When it was founded just before the 20th century, Shinhan Bank accepted a donkey as collateral for its first ever loan. Or so the story goes.

Things have gotten a bit more technical since then.

Korea’s oldest bank announced Monday that it had launched a blockchain-powered lending platform that makes it easier – and less time-consuming – to get a loan.

From CoinTelegraph:

“Specifically, Shinhan Bank’s new lending system applies blockchain technology in the verification and confirmation processes within the network of affiliated institutions and banks. The system allows the parties to register and operate in the network using an encrypted one-time password, enabling easy and instant access to the data necessary for the approval and issuance of loans.”

Previously, the bank could use scraping to obtain employment certificates and income documents from government bodies and public corporations.

They couldn’t use scraping to obtain documents verifying membership in bodies such as associations, groups, unions and other bodies, however.

Customers had to obtain those documents themselves and submit them to the bank. The bank then had to verify those documents. It could be a very lengthy process.

Until now, anyway.

Though Shinhan is the first Korean bank to introduce blockchain technology into the lending process, we’ve seen experiments with blockchain-powered lending in other parts of the world.

For instance, BBVA and Red Electrica Corporation last year became the first businesses in the world to deliver a syndicated loan using blockchain. Last week, four European banks tested a blockchain platform for issuing promissory notes.

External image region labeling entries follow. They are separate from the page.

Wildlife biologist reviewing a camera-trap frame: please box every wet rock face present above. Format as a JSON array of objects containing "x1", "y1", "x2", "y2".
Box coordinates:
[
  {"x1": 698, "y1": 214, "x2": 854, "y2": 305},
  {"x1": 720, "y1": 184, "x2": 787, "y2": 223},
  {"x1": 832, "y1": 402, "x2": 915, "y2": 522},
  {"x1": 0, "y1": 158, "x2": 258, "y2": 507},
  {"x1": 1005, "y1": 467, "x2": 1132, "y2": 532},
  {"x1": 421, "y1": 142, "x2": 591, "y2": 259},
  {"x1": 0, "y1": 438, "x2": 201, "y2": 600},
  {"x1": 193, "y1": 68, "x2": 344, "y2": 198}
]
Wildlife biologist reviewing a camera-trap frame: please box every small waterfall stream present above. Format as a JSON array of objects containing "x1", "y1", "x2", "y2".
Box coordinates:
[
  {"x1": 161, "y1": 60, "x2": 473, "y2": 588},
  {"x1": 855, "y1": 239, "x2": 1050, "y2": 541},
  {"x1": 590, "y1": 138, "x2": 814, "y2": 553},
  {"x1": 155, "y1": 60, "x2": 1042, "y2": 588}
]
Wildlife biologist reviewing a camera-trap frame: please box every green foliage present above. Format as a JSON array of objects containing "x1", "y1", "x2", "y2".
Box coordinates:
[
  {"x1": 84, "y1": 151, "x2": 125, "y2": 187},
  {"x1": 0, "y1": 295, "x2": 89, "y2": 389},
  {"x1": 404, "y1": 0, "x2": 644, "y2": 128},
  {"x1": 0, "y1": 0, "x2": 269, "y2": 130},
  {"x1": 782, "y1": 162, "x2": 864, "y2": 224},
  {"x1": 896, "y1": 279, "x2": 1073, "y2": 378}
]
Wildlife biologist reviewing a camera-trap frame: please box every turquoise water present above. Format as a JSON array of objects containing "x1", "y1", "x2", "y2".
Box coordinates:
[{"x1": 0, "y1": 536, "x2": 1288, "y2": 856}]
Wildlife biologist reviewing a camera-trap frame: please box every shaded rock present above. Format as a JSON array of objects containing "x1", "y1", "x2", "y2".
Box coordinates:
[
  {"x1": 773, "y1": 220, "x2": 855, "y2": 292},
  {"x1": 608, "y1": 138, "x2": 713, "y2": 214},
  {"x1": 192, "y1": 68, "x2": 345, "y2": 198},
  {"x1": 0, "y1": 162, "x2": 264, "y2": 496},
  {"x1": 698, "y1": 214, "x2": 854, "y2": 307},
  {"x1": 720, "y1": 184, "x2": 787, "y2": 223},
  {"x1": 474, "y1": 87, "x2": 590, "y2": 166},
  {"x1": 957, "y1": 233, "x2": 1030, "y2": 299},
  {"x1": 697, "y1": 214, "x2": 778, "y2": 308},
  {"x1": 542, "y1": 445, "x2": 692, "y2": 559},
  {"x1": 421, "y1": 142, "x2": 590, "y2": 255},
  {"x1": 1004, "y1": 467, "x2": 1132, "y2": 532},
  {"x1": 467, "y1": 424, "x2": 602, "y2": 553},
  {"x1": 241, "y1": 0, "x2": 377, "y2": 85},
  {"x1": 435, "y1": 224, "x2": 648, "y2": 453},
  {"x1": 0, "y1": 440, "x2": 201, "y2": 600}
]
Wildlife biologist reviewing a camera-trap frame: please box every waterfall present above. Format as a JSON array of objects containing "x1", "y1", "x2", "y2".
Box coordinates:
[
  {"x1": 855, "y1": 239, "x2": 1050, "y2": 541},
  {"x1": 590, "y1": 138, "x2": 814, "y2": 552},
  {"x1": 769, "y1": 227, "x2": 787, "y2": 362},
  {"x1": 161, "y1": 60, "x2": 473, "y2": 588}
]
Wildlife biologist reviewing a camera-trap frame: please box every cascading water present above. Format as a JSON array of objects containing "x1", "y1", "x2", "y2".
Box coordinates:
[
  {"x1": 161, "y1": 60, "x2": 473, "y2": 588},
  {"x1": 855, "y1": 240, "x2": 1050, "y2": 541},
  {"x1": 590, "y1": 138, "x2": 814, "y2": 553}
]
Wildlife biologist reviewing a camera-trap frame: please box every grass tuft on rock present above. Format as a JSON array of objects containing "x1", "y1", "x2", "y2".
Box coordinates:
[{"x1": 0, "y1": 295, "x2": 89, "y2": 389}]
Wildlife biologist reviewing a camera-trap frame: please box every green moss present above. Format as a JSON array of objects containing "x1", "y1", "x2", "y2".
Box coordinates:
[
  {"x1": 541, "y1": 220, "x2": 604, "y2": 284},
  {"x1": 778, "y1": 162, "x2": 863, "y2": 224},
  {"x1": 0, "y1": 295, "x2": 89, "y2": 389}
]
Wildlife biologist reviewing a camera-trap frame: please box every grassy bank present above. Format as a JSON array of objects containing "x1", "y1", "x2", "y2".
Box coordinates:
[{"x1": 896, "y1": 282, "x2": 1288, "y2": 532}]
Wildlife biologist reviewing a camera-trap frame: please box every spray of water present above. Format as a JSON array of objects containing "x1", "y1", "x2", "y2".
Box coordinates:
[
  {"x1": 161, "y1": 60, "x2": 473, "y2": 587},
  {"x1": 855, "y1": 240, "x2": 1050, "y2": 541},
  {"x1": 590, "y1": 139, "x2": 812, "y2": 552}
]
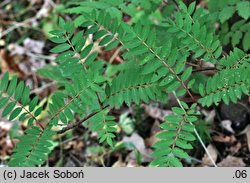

As we can see in the Shinhan announcement, there are very good reasons for banks – and their customers – to embrace blockchain technology.  Jon Wood, head of research at trivial.co, wrote:

“The benefits for banks of utilising blockchain tech are much the same as for individual loan providers, but perhaps even more useful for larger institutions, as they can streamline and optimise their operations. Blockchain naturally connects all parties on a system, so the customer would be linked directly to the lending institution, with full transparency and a real-time view of finances on an immutable ledger. This means there is much less need for due diligence which is very time consuming and expensive — a cost which is often pushed on to the borrower.”